PORTUGUESE SONNETS IN THE SEVENTEENTH CENTURY.

In the history of Portuguese poetry, the seventeenth century may be called the Age of Sonnets. Lyric art in the old national syllabic metres was entirely abandoned in serious poetry. The composition of sonnets formed the particular recommendation of the man of the world in the circle of polite society; and both in spiritual and temporal affairs, sonnets were resorted to as the means of extricating their authors from difficulty. It would almost appear that at this period poetic merit in Portugal was estimated solely by the inexhaustible facility which an author displayed in the composition of these trifles. To acquire the title of a poet certainly nothing more was necessary than to write a few sonnets not absolutely contemptible.

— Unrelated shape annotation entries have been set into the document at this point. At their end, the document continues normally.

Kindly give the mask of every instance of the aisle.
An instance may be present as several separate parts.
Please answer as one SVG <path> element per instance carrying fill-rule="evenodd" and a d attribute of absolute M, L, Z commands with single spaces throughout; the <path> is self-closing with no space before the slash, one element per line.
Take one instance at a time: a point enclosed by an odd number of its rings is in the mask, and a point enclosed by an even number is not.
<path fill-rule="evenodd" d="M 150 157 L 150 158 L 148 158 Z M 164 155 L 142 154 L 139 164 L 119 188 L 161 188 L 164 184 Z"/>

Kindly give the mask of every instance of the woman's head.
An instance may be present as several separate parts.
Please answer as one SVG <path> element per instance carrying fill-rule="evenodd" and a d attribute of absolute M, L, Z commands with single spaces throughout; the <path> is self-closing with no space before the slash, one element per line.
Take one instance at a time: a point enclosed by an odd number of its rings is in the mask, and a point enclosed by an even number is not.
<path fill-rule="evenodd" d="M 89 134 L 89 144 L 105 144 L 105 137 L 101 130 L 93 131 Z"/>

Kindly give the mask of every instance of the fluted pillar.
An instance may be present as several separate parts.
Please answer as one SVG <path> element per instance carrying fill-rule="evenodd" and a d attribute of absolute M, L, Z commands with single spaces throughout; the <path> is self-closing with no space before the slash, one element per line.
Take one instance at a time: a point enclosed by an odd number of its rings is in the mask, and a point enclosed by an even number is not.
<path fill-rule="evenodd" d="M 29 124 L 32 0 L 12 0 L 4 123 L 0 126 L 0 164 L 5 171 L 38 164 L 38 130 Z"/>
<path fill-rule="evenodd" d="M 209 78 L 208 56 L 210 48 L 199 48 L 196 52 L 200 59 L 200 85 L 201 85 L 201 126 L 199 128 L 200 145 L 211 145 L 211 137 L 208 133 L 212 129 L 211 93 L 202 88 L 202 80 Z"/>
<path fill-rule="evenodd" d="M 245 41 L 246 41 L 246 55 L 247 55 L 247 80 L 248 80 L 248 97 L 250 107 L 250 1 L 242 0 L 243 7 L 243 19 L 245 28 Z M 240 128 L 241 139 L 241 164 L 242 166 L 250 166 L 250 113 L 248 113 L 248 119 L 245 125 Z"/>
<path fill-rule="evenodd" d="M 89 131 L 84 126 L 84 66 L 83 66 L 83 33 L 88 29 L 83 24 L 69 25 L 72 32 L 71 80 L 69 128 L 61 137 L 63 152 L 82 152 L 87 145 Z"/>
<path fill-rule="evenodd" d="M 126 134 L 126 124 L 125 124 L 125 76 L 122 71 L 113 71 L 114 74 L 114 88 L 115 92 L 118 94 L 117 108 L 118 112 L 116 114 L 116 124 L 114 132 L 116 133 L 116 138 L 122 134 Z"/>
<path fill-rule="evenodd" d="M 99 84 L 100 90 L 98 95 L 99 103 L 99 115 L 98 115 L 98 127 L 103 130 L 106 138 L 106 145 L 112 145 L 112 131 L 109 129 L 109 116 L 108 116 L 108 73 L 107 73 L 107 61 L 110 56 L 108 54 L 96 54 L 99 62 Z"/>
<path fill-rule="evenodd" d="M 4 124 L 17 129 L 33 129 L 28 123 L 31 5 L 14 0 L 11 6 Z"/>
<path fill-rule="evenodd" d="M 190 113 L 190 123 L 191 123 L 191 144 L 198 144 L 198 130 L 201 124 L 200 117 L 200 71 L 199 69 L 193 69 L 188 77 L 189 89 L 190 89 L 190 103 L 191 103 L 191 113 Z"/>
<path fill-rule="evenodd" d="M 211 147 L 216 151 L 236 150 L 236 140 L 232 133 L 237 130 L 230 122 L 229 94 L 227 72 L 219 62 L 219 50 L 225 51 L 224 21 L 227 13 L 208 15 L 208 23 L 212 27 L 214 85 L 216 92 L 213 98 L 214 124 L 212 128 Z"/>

Thus, in the year 1631, when the number of printed Portuguese sonnets was increasing by thousands, Jacinto Cordeiro,[262] a minute calculator of the poetic fame of his nation, added a supplement of thirty-eight names of Portuguese bards to the list of Spanish and Portuguese poets, which Lope de Vega had furnished in his celebrated Laurel de Apolo.[263] Doubtless this erroneous estimate of the poetic glory of the nation contributed to check the growth of talent which might have taken a loftier flight, had not a few neatly turned sonnets been sufficient in public opinion, to confer on any individual all the fame of a poet. The limits of a general history of modern poetry are too narrow to afford room for a detailed notice of these sonneteers; a particular account can, therefore, only be given of a few of the most celebrated among them, who were also the authors of other poetical works, or who in any way assisted in improving or deteriorating the literary taste of their country.[264]